– Arriba, China, demuestra que eres mejor que Chan-Li-Po.
– Voy. Mira, ésta es la mecha de la verdadera bomba: la Empresa de Importaciones y Exportaciones tiene una cuenta en el Banco Bilbao Vizcaya a nombre de una sociedad anónima registrada en un apartado postal de Panamá y que se supone tiene una filial en Cuba. Es algo así como una corporación y se llama Rosal, y parece que fue hecha para evadir el bloqueo americano. La cuenta de Rosal se puede manejar con tres firmas: la del viceministro Fernández-Lo-rea, la del amigo Maciques y, por supuesto, la de Rafael Morín, pero siempre tiene que haber dos de estas tres firmas… ¿Me entiendes?
– Hago mi mejor y más sincero esfuerzo.
– Pues agárrate ahora, macho: si los papeles que hay aquí no me engañan, porque hay otros que no aparecen donde debían estar y no quiero pensar mal, si no me engañan, se hizo una extracción grande en diciembre que no se casa con ningún negocio cerrado en esos días.
– ¿Y quién la hizo?
– No seas ingenuo, Mayo, eso nada más lo sabe el Banco.
– Soy ingenuo… Asómbrame entonces: ¿cuánto es grande, Patricia? -preguntó, dispuesto a oír la cifra.
– Unos cuantos miles. Más de cien, más de doscientos, más de…
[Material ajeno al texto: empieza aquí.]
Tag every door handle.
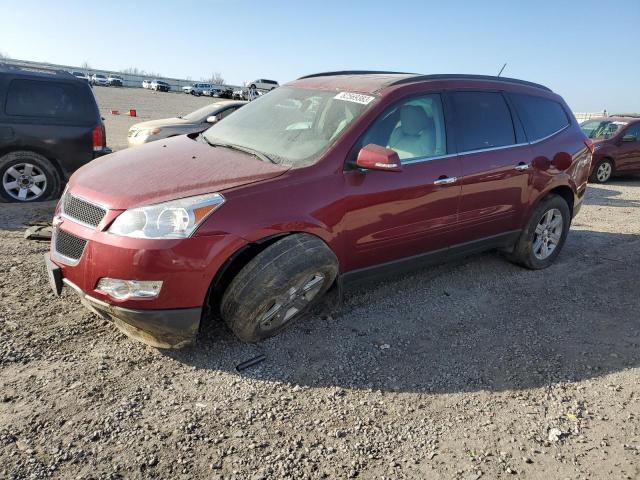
[433,177,458,185]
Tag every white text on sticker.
[333,92,376,105]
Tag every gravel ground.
[93,87,218,150]
[0,89,640,480]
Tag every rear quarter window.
[5,79,96,124]
[509,93,569,142]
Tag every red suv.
[45,72,591,347]
[580,114,640,183]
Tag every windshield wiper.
[200,135,278,164]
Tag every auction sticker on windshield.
[333,92,376,105]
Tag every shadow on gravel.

– Cojones -exclamó Manolo, que empezó a buscar otro cigarro-. ¿Y para qué quería eso?
– Aguanta ahí, Manolo, que si yo fuera adivina no estaría aquí comiendo polvo y papeles.
– Deja eso, China, por favor, sigue… -le suplicó el Conde, en su mente estaba la imagen de Tamara, el discurso de Rafael el primer día de clases, la campana que sonaba el director del campamento, el solar de Diez de Octubre, la sonrisa infalible y segura del hombre que ahora no aparecía, y se reía, se reía.
– Yo creo que todo tiene que ver con la Mitachi. Mayo, los japoneses no venían hasta febrero y antes Rafael iba a estar en Barcelona, para una compra con una sociedad anónima española que todavía no lo he comprobado, pero me la juego, que tiene capital japonés. Y si es así, me la juego dos veces, es capital de la Mitachi.
– Espérate, China, espérate, háblame en cubano.
– Contra, Mayo, qué bruto te me estás poniendo -protestó Patricia, pero la sonrisa le tragó los ojos-. Más claro ni el agua: Rafael Morín debía de estar haciendo negocios con la Mitachi como si fuera un particular y estaba girando con el dinero de la Empresa o, mejor, con el de Rosal. ¿Ahora si me copias?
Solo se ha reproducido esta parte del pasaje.